# PTO generator?



## Necred (Sep 26, 2010)

Does anyone have any experience with this type gen. Im afraid of the one at harbor & not much better on northern tool.
thanx


----------



## OldCootHillbilly (Jul 9, 2010)

Brother had one on his acreage, beleive it was a Generac unit. Was a bit expensive but the voltage was well controlled an clean. Wanna watch the cheap ones cause they aren't always well controlled.

Nice thing bout that was ya had the tractor fer other things to rather then just a dedicated motor waiten fer the lights ta go out.


----------



## Jason (Jul 25, 2009)

This is our 15KW unit. Look for my post from last Feb 13-15 timeframe about our week without power in the blizzard and it details some of the experiences we had with the generator, among other issues and adventures. Sorry about the bad pic quality-took this with my cell phone.


----------



## Necred (Sep 26, 2010)

What kind does he have, where to buy & price range? I have found a US surplus diesel 4x4 truck with pto gen & compressor but i dont need truck bad enough to pay 7k.


----------



## ZoomZoom (Dec 18, 2009)

Personally, I don't care for a PTO model. The main reason being that when the power goes out, it's normally due to bad weather and therefore, the tractor may be needed elsewhere for other chores.

Another consideration is matching your tractor's HP to the needs of the generator. I can't tell what mfgr or size tractor Jason has but would guess it's probably the right size for a 15KW genset. If your tractor engine is over-sized for the generator being used, you're burning more fuel then you need (as you still need to keep the engine RPM's up to get 540RPM to the PTO).

You'll also want to size the genset to your needs. A couple years ago, I bought a 15KW genset and sold my 7.5K to a friend. Well, the 15KW couldn't really do any more then the 7.5KW. Basically, both ran the entire house except the heat pump. The 15KW just burned more fuel (and made more noise). Although I still have that 15KW, I went out and got a 7.5KW as it's the "right size" for most of my needs. I'll use the 15KW once in awhile so Mrs. Zoom can do laundry or whatever but for 90% of the time, it's just too big.

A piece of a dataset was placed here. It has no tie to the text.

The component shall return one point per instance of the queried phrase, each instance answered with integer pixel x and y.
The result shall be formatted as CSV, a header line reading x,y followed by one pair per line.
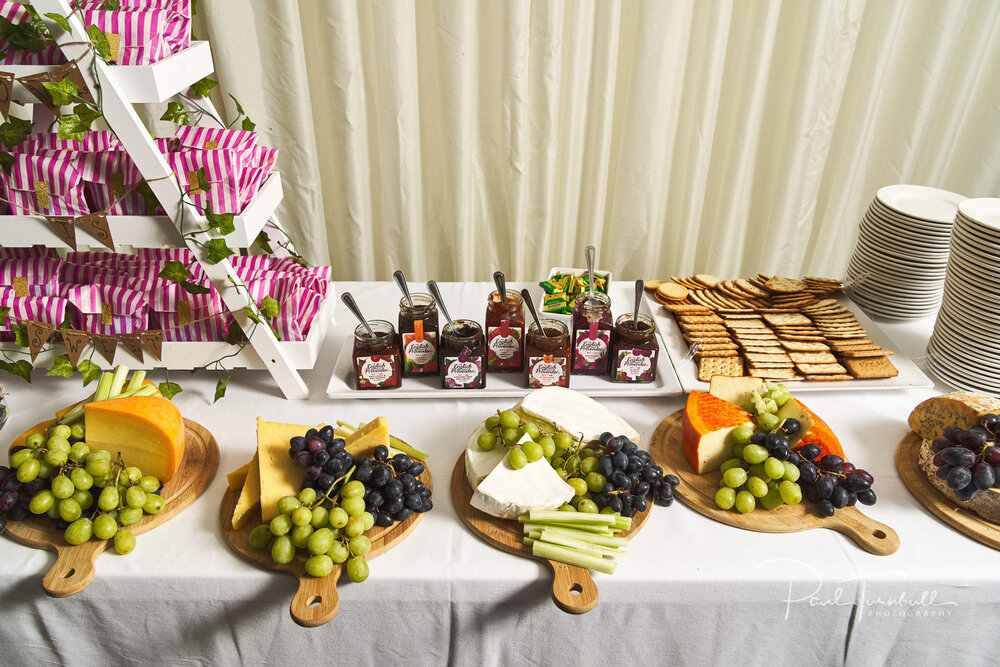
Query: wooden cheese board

OK, back to your question. I took a look at the Northern Tool offerings. Northstar makes decent generators. _BTW, their 7200w for $979 is more then what I paid for a 7500w Honeywell genset with a Honda engine (at Costco) earlier this year._


----------



## Jason (Jul 25, 2009)

That's an 85 HP John Deere. It's got both a 540 and 1000RPM PTO. The generator has a shaft with splines for a 540 shaft but we have an adapter and use the 1000 to run it, letting the generator make full power with the tractor only running at 1100 RPM. It used roughly 10 gal of fuel every 24 hours. No good for long term but definately ok for a week or so here and there.


----------



## BasecampUSA (Dec 26, 2010)

Careful careful careful...

Make sure the generator maintains 60 hz if you are going to run a fridge or washing machine, or you'll BURN THEM OUT.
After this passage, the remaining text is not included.